Lorsque El Chichón a explosé à la fin de mars et au début d'avril 1982, il ne s'est pas comporté comme un événement instantané unique, mais plutôt comme une série de convulsions qui ont déchiré l'intérieur de la montagne et l'ont réinitialisé encore et encore. L'éruption a commencé par une première phase explosive majeure le 29 mars, puis s'est intensifiée dans les jours qui ont suivi, culminant en explosions catastrophiques les 3 et 4 avril. Pour les personnes en dessous, cette séquence importait peu une fois que le ciel s'est rempli de cendres et d'obscurité ; chaque explosion s'est effondrée dans la suivante, et le volcan est devenu une machine à fabriquer la nuit en plein jour.
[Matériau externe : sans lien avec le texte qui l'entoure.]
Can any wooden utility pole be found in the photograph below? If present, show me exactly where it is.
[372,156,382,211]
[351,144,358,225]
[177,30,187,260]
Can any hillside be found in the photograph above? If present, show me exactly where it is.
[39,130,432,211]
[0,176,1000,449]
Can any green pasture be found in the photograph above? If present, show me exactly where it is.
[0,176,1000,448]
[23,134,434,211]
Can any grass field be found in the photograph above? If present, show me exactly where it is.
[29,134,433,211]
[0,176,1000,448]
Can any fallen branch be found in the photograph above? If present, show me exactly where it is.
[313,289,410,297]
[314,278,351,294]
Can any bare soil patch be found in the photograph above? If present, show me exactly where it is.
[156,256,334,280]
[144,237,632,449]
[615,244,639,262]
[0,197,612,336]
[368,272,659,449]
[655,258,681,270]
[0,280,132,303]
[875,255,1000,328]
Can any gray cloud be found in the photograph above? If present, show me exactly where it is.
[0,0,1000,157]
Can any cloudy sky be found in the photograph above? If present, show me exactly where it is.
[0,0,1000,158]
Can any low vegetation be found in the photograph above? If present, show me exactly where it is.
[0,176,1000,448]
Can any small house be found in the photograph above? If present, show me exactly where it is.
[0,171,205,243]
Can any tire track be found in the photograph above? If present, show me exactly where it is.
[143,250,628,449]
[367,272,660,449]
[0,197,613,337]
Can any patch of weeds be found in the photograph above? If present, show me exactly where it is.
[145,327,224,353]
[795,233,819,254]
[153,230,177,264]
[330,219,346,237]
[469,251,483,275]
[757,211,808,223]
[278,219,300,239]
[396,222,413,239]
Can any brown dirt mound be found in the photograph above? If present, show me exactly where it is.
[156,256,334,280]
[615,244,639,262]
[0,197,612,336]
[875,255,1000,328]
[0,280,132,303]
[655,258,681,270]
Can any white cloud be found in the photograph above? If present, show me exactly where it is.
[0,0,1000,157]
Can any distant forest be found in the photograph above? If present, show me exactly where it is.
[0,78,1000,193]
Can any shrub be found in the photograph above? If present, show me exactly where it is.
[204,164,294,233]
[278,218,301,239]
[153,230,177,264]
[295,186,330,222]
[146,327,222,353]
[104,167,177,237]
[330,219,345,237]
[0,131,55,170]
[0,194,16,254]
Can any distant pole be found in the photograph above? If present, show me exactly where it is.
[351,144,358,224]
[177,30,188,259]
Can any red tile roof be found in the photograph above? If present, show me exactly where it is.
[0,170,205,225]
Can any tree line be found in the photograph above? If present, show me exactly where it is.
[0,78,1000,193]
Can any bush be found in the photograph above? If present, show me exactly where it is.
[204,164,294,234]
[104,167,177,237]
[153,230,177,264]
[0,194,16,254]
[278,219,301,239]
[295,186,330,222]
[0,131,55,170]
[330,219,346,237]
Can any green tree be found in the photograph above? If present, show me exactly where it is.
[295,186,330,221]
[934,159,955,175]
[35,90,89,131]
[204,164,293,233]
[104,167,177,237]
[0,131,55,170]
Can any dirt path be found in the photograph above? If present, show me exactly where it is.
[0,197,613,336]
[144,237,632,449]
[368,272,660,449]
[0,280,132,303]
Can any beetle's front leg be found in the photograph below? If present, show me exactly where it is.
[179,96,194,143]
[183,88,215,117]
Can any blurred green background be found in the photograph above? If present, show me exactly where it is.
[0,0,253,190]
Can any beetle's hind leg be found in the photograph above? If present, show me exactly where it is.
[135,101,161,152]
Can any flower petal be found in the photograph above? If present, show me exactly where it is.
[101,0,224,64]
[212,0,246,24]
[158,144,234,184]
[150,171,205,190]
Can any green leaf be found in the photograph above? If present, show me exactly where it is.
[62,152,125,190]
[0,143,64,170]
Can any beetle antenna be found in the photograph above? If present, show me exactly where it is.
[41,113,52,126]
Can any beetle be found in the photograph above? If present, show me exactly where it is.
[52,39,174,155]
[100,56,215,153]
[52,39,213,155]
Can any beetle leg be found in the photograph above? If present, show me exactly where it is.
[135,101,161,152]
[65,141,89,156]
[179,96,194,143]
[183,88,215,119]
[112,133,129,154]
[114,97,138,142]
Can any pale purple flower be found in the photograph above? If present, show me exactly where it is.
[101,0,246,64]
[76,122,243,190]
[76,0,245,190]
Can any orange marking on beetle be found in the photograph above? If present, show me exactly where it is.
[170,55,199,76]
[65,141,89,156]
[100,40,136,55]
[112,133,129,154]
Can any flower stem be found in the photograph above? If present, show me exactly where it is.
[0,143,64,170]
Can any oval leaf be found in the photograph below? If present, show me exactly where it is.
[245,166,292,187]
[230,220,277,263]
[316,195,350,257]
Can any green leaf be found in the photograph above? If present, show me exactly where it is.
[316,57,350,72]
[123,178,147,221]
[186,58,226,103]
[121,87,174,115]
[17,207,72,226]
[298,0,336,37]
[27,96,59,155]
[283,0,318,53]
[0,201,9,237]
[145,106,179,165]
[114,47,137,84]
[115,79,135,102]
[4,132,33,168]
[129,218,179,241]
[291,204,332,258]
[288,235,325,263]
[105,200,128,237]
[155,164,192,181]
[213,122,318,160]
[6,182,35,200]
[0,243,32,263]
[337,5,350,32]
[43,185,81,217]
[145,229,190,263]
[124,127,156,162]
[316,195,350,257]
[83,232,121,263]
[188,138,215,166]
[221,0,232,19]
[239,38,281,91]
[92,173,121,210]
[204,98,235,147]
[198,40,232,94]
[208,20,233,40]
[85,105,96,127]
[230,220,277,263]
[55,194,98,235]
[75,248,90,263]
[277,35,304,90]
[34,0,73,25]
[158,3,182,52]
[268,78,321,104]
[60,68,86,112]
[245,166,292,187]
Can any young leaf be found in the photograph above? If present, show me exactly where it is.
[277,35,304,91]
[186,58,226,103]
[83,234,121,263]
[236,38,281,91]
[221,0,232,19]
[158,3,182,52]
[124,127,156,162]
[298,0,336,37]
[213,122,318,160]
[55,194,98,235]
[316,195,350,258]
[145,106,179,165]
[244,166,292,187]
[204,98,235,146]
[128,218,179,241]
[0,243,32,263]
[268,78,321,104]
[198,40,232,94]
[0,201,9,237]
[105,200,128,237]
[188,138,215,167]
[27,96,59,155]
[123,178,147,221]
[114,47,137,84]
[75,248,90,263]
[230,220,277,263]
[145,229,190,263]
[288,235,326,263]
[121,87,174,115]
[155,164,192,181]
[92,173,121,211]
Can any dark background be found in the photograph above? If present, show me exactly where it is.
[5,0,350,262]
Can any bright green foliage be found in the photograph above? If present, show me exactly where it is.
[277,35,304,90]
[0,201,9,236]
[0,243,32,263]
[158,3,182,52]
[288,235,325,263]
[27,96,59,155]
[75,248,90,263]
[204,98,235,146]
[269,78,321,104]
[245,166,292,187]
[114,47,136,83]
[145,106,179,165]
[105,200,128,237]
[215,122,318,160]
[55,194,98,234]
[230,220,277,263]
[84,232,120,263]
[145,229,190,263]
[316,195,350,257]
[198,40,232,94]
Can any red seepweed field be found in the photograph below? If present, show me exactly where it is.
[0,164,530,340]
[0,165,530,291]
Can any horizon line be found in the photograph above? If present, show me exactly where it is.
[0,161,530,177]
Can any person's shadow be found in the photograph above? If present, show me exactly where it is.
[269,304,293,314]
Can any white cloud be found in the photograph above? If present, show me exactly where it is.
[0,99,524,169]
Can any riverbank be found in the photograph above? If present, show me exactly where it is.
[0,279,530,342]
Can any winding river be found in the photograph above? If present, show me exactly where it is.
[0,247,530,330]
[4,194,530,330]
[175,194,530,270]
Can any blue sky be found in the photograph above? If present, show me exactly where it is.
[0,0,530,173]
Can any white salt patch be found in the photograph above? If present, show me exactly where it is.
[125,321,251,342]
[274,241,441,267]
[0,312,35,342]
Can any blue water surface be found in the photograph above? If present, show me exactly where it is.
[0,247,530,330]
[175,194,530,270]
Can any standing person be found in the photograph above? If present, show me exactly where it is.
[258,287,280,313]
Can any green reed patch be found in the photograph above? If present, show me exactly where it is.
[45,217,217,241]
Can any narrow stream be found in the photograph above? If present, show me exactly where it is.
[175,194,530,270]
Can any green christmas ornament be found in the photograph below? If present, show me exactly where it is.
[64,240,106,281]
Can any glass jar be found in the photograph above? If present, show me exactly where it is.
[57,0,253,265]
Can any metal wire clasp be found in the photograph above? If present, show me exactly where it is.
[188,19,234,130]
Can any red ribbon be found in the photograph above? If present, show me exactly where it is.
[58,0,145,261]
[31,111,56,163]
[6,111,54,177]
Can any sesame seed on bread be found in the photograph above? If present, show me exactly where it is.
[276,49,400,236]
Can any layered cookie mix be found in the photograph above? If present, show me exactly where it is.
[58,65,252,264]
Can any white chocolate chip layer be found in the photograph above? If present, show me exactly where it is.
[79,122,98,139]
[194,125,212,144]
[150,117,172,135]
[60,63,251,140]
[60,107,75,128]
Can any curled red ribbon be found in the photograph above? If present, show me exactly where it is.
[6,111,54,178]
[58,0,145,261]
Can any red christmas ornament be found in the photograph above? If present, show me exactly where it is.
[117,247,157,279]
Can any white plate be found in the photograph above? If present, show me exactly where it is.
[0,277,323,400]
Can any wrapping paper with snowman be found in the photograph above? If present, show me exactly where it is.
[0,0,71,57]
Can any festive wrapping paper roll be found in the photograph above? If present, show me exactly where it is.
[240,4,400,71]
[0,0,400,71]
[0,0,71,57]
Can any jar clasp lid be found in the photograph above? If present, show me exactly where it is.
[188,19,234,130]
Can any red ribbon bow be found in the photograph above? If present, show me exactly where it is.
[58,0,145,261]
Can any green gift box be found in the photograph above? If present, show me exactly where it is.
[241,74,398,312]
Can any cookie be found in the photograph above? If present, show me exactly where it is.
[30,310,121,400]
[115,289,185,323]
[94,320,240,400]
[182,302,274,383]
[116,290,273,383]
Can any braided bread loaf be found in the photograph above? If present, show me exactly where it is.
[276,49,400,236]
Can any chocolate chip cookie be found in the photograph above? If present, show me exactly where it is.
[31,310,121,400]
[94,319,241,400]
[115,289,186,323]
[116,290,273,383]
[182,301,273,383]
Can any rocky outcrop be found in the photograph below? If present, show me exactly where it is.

Le mécanisme était destructeur d'une manière difficile à imaginer sans la science. Un matériau riche en eau et du magma se sont rencontrés sous terre, fragmentant la roche en fine cendre et propulsant des panaches explosifs vers le haut. Des coulées pyroclastiques et des nuages de cendres se sont précipités loin de l'évent. Les cendres tombantes ont alourdi les toits, obstrué les poumons et transformé la lumière du jour en crépuscule. Autour du cratère, le paysage a été dévasté, chauffé et dépouillé. Parce que l'éruption impliquait une violence phréatomagmatique, elle n'avait pas besoin d'un cône énorme pour causer d'énormes dégâts ; elle avait seulement besoin de pression, d'eau et d'une communauté exposée au mauvais endroit.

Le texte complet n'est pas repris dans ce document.